Entstehungszeit: Vollendung am 10. August 1788

Entstehungsalass: Mozart schrieb seine letzten drei Symphonien wahrscheinlich für Subskriptionskonzerte, doch dürften diese niemals zustande gekommen sein.

Uraufführung: unbekannt

Orchester: 1 Flöte, 2 Oboen, 2 Fagotte, 2 Hörner in C, 2 Trompeten, 2 Pauken, Streicher

Die Symphonie wurde am 10. August 1788 in Wien vollendet. Sie zählt mit der G-Moll-Symphonie, KV 550, und der Es-Dur Symphonie, KV 543, zum musikalischen Höhepunkt des symphonischen Schaffens Mozart. Diese drei Symphonien werden auch unter dem Namen "Symphonisches Triptychon von 1788" bzw. "Dreigestirn" zusammengefasst.

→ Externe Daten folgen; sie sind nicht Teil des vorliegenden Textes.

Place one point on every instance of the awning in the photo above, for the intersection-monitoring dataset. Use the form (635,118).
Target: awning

Wenn auch das Jahr 1788 für Mozart sehr ungünstig war, wirkten sich die Sorgen um die elementare Lebenshaltung keineswegs in seinem Musikschaffen aus. Um seine finanzielle Lage zu verbessern, hegte Mozart den Plan, Wien zu verlassen, zumal für ihn als Nachfolger des im Jahre 1787 verstorbenen k. k. Kammermusikus Christoph Willibald Gluck an Besoldung nicht 2000, sondern nur 800 Gulden vorgesehen waren. Mozarts Berliner Reise zu König Friedrich Wilhelm II. diente dem Zweck, eine besser dotierte Anstellung zu erreichen. Diese seine Erwartung erfüllte sich nicht.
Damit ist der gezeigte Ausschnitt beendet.